简体   繁体   中英

How to inherit from ABC and another class

I have a class

class A(ABC):
  @abstractmethod
  def m():
    pass

and a bunch of classes inheriting from it.

class M1(A):
  ...

class M2(A):
  ...

...

Some of these have a lot in common as they share a lot of functionality such that I would like to introduce a common base class which itself inherits from A , but it does not introduce any new @abstractmethod methods:


       A
       |
  +----+----+
  |    |    |
  M1   M2   B
            |
         +--+--+
         |     |
         K1   K2

What should the definition for class B look like?

I'm on Python 3.8

EDIT: I am specifically asking as PyCharm tells me "B must inherit all abstract methods"

You can simply use

class B(A):
   pass

or any other code that is common to all children, but without m . This will still be abstract due to the absence of m .


An alternative is to use

class B(A, ABC):
   pass

In my opinion this is less good. This states that B is both an A and an ABC , while the former alternative states that B is an A , and it is an ABC insofar as much as A is an ABC itself.

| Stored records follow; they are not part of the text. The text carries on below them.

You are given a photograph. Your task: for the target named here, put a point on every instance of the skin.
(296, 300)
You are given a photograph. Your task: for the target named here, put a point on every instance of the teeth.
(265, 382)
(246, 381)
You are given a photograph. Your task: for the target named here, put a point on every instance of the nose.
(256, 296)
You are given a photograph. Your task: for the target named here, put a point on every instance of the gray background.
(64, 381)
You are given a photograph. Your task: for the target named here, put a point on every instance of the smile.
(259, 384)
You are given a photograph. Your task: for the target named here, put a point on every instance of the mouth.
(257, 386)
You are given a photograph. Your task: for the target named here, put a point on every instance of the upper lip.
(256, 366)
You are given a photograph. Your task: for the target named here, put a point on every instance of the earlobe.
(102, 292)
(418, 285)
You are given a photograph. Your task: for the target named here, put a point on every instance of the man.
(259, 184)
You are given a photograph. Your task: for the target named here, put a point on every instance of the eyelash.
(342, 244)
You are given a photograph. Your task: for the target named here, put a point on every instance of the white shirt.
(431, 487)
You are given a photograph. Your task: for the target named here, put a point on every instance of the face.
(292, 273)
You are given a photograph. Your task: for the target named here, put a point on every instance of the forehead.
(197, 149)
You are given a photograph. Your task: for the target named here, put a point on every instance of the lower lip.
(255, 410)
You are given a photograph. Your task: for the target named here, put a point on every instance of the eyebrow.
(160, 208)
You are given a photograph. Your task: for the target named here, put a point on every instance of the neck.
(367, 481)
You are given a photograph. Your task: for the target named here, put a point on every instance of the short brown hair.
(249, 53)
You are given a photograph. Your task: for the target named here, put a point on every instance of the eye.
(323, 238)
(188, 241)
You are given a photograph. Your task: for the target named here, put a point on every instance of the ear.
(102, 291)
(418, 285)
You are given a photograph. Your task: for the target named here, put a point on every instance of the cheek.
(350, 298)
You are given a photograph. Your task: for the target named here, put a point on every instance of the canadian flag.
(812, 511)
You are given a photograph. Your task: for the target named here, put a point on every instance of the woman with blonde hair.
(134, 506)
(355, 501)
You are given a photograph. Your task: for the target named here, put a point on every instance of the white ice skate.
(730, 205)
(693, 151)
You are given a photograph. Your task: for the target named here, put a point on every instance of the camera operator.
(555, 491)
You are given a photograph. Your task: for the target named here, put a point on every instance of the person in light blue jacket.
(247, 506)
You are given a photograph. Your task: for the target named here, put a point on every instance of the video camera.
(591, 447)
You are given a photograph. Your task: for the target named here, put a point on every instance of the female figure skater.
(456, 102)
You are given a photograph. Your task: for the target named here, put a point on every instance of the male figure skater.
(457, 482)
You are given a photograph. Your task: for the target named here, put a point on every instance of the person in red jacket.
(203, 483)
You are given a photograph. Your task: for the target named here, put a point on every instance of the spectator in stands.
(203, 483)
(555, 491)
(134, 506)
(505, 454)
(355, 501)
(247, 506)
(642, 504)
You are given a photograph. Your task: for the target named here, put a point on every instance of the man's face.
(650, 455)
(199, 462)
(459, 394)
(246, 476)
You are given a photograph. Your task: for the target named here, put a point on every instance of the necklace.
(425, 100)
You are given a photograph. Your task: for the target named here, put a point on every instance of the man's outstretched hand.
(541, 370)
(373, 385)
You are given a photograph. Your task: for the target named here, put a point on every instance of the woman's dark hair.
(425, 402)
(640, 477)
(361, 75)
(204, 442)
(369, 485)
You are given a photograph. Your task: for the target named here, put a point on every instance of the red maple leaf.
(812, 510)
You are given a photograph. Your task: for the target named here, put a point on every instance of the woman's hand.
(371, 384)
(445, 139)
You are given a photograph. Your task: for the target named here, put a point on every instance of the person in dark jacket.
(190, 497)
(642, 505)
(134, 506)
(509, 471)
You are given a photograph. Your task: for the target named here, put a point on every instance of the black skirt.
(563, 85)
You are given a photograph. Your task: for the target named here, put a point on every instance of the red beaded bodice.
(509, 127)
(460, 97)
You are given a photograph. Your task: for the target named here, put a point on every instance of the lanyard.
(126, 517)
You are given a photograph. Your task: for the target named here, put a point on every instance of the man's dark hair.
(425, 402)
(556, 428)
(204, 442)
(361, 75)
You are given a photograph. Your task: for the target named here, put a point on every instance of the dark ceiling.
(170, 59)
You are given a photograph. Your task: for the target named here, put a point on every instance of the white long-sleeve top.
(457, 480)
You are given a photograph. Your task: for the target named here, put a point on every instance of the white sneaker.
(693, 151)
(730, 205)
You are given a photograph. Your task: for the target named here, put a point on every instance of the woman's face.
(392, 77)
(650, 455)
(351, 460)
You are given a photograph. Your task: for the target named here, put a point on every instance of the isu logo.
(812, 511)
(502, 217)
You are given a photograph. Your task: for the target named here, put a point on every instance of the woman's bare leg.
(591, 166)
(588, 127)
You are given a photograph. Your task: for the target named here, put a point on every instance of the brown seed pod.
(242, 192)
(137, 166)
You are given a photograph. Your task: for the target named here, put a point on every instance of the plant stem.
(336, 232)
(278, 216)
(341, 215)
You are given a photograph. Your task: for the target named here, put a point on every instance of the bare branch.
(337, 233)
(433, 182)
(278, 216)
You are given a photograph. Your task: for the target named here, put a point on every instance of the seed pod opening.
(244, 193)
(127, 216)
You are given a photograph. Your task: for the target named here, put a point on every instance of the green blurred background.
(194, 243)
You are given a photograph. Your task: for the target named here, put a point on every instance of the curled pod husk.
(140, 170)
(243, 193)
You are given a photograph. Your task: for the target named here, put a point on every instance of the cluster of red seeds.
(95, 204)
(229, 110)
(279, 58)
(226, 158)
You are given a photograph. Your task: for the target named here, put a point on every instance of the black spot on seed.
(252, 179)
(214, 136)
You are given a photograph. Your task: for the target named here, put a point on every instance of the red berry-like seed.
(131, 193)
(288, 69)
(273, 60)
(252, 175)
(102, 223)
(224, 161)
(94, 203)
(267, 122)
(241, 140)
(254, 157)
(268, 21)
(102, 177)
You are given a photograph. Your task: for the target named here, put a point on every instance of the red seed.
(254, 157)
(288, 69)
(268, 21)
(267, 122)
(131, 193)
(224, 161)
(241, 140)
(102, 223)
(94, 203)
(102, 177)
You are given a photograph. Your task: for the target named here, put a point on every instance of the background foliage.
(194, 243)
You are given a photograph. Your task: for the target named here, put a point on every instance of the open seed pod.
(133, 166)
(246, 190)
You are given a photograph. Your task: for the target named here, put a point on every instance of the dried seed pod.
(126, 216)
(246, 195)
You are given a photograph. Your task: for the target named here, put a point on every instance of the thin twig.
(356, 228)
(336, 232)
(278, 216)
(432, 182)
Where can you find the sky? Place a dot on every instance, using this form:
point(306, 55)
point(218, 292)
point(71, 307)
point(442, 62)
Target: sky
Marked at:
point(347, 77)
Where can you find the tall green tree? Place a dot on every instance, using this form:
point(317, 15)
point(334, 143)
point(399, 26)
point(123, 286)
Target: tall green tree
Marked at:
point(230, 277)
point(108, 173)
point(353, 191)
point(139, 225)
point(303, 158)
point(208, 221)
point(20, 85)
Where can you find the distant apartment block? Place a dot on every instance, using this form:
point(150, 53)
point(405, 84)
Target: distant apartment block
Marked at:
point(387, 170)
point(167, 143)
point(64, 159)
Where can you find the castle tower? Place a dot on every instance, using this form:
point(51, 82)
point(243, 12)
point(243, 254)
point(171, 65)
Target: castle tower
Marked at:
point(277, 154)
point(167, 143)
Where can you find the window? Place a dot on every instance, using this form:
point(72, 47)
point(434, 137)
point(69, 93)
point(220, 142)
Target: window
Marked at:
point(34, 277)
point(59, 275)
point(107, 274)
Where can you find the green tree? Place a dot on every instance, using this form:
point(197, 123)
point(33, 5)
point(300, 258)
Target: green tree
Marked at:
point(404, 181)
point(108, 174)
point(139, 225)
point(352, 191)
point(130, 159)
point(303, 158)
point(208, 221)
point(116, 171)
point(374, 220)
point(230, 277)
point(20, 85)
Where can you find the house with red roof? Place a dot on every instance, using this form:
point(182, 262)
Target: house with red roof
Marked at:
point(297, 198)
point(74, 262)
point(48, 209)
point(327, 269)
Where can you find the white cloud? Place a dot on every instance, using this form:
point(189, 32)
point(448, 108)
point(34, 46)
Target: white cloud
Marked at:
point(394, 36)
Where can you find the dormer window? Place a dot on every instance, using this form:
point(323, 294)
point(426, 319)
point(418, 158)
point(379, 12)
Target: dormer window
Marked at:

Consider the case where you decide later on that A is not an ABC after all. For M1 and M2 , no change needs to be made. For B , you now need to remove its being an ABC as well. While making sure that A and B are synchronized in subclassing ABC is not a huge overhead in terms of code maintenance, I think it does indicate that the design is problematic, PyCharm's warning about the former alternative notwithstanding (I would suppress it as a false-positive).